Table 1 Diabetes management quality improvement protocol in bariatric surgery

Postoperative Glycemic Goals

The inpatient glycemic goal for bariatric surgery patients is similar to what is recommended for other patients with diabetes undergoing surgical procedures, which is to maintain glucose levels between 140 and 180 mg/dl [2•, 17, 18]. A prospective cohort of over 11,000 patients from 47 hospitals admitted for elective colorectal or bariatric surgical procedures demonstrated that a BG >180 mg/dl in the early postoperative period was associated with a higher risk of infections (2.9 vs 1.0 %, P < 0.001), in-hospital mortality (0.22 vs 0.09 %, P < 0.001), and need for reoperative intervention (3.1 vs 1.6 %, P < 0.001). Patients in this cohort who were treated with insulin on the day of surgery did not experience this increase risk of adverse outcomes [11••].

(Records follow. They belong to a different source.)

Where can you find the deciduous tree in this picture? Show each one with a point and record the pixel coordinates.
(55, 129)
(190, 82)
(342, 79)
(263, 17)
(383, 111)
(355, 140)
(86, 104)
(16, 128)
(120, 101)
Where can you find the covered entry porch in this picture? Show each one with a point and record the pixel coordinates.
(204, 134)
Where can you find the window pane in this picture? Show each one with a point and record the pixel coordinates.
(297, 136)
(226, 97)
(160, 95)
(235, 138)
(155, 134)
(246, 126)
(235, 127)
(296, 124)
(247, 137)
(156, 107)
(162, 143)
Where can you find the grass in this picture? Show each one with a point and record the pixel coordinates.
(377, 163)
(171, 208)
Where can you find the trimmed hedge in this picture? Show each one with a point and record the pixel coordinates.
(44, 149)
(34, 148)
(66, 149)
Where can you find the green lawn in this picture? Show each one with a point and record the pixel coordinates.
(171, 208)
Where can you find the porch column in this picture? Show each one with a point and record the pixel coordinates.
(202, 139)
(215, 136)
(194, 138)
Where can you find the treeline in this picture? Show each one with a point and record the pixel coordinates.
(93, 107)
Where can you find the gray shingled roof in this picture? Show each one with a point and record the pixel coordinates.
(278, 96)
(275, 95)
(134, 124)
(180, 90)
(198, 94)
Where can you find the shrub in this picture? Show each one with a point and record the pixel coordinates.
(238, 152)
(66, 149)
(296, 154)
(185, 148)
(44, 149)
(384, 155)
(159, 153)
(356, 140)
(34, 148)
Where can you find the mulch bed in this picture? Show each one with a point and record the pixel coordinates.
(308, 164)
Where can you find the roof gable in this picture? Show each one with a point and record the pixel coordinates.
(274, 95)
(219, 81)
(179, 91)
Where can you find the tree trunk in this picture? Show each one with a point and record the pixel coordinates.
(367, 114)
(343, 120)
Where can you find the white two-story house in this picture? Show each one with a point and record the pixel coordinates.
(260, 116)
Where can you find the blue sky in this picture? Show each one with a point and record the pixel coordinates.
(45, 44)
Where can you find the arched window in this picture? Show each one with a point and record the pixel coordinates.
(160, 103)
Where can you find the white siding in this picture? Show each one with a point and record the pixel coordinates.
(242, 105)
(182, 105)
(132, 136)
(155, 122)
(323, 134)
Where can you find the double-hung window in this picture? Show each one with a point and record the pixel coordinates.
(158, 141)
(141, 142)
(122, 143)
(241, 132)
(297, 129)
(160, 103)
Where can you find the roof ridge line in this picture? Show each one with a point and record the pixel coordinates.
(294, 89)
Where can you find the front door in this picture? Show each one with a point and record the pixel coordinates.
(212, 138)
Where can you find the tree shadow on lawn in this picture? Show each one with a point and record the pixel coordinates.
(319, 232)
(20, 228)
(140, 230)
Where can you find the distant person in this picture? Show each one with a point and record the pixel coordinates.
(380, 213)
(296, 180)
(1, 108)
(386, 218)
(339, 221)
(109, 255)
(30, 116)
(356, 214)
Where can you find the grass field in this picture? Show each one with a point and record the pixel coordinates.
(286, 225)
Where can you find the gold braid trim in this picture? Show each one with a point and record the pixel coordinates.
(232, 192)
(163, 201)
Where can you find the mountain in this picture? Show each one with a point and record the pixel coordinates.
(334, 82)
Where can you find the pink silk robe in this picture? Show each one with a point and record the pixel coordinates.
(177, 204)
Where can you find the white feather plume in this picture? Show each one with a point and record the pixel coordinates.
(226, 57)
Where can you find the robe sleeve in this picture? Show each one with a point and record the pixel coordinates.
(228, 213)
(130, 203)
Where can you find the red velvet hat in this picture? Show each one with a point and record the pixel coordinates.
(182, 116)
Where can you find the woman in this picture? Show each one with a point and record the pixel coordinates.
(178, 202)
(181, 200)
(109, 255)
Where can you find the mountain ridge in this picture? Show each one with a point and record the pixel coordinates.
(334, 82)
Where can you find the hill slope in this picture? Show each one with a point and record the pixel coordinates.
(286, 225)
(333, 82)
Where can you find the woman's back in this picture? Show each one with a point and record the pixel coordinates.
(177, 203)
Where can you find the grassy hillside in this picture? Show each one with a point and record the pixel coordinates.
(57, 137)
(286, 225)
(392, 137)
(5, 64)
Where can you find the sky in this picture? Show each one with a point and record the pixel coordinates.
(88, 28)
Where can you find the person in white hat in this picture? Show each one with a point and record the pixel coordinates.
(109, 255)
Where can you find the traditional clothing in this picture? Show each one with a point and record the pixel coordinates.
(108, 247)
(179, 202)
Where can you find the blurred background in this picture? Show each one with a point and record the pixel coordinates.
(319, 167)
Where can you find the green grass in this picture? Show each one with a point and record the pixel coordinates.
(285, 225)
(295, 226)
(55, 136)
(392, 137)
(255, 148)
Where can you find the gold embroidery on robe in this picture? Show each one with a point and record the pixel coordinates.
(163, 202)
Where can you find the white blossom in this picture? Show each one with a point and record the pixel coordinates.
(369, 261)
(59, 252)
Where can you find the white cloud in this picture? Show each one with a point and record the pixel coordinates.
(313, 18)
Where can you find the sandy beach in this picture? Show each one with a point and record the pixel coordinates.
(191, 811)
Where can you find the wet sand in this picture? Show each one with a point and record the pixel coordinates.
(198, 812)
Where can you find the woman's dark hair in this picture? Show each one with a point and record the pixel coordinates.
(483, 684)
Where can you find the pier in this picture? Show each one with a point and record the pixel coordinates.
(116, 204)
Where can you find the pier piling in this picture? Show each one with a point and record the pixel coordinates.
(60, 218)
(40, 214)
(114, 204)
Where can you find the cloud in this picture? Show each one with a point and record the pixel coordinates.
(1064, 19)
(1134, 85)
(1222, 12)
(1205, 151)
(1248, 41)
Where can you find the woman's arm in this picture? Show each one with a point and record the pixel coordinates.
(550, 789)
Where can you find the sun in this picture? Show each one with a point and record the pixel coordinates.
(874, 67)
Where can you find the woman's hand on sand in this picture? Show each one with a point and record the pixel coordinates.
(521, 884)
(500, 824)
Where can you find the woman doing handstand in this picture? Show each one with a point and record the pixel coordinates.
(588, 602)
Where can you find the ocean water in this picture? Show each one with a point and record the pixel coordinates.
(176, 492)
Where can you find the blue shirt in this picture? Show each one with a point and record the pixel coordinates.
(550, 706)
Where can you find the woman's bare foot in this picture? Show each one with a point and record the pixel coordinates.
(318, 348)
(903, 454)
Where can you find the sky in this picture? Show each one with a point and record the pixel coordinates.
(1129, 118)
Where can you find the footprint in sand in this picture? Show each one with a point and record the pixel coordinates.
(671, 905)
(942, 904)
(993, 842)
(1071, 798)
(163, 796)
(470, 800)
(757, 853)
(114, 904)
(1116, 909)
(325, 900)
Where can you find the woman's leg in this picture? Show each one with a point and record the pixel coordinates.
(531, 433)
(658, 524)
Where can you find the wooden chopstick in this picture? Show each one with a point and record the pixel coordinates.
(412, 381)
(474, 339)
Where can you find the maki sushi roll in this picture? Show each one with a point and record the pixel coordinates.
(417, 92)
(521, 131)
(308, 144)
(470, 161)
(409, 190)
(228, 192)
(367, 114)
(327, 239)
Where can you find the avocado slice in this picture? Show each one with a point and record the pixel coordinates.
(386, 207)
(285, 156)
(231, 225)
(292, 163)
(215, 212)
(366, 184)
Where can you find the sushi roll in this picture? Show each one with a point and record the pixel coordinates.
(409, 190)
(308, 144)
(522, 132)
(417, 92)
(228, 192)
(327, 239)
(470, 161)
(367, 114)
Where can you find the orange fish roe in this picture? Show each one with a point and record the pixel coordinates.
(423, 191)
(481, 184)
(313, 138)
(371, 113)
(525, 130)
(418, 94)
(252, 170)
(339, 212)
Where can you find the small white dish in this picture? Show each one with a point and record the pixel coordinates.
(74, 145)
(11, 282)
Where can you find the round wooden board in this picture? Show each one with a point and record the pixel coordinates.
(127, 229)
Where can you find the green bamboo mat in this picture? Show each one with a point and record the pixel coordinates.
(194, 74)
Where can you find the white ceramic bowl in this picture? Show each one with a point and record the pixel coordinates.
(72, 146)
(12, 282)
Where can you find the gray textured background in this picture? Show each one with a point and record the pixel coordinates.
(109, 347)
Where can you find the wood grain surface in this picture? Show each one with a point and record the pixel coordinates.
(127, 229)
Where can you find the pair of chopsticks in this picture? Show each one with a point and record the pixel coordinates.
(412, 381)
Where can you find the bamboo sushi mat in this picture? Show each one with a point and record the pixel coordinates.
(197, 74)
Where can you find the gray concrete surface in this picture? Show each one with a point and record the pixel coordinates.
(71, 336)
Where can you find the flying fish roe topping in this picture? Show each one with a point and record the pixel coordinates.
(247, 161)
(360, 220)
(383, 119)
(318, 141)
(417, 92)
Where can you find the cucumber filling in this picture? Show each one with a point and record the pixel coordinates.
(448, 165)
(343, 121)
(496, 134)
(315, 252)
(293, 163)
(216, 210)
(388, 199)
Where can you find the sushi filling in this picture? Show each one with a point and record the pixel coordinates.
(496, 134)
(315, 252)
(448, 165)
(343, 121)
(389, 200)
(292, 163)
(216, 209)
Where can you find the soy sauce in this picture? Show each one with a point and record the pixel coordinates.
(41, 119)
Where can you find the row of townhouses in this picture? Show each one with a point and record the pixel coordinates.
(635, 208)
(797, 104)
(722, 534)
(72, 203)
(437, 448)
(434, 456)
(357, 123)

In the GLUCOSURG-post study, 35 patients with T2D treated with metformin and insulin were randomly assigned to 2 weeks of intensive (target fasting glucose 99–117 mg/dl) versus conservative (target fasting glucose 117–135 mg/dl) for 15 days following RYGB [18]. Patients in both groups were instructed to call in their fasting glucose levels to a metabolic physician on a daily basis for recommendations regarding insulin adjustments. Mean glucose levels during this time period were approximately 18 mg/dl lower in the intensified group (P < 0.001), with no observed differences in length of stay, surgical complications, hypoglycemia events, or need for glucose-lowering medications at 1 year. An important difference in the two randomized groups (n = 17 and 18) was that the intense treatment group had an average diabetes duration of 5 years longer than that of the conservative treatment group [16••]. As duration of T2D has long been known to be a strong determinant of diabetes remission rate, this alone could nullify the interpretation that earlier tight control has no long-lasting benefits.

Diabetes Medications

Preoperative Adjustments to Diabetes Medications

The perioperative glycemic management of a patient with T2D undergoing bariatric surgery is similar to that provided to a patient with T2D on a 72-h fast. The goal is to provide sufficient insulin to regulate hepatic glucose output, stimulate peripheral glucose uptake, and maintain glycemic targets while avoiding hypoglycemia.

Patients taking oral and non-insulin injectable diabetes medications are advised to take their usual doses the day before surgery if their diet is not significantly changed [19]. Recommendations for adjustments to basal insulin are based on the patient’s home regimen. Insulin-treated patients will almost always require continuation of all or part of their basal insulin dose prior to and during the surgical procedure as a way of regulating hepatic glucose production and preventing hyperglycemia [19]. Patients treated with basal-heavy insulin regimens, defined as doses of Neutral Protamine Hagedorn (NPH), glargine, or detemir of >0.6–1.0 units/kg/day with low-dose or no premeal insulin, may require dose reductions of ≥50 % as a way of avoiding perioperative hypoglycemia [20].

In a study by Datta et al. from 2007, glargine insulin started at a dose at 0.3 U/kg/day immediately post RYGB resulted in a mean postoperative BG of 134 versus 154 mg/dl in the group randomly assigned to sliding-scale regular (SSR) insulin with no difference in the incidence of hypoglycemia [21]. This suggests that administering a dose of basal insulin of ≤0.3 U/kg/day the night before surgery is safe for patients on equivalent or higher doses prior to surgery.

Patients receiving home basal insulin doses of ≤0.3 units/kg/day can have their dose decreased by 0–50 % depending on the type of basal insulin being used. The pharmacokinetics of NPH insulin with a peak time of action at 6–10 h following administration supports dose reductions of 25 to 50 % of usual doses [22], while the pharmacokinetics of detemir can vary from a flat profile at lower doses (<0.3 units/kg/day) to a more pronounced peak action time at higher doses, again supporting recommendations for dose modifications in some patients during periods of fasting [23].

At our institution, a protocol for perioperative glycemic management for same-day surgery (not bariatric surgery) recommended 50 % reductions in basal insulin doses the night before surgery resulting in 74 % of patients achieving a goal pre-op BG 70–199 mg/dl (2 % was below and 24 % above) [19]. Postoperative hyperglycemia occurred in 44 and 9 % of patients with and without preoperative hyperglycemia, respectively. This suggested that 50 % was too large of a reduction in basal insulin dose, prompting modification of the same-day surgery pre-op instructions to allow 75–100 % of basal insulin dose to be given for patients receiving glargine [19].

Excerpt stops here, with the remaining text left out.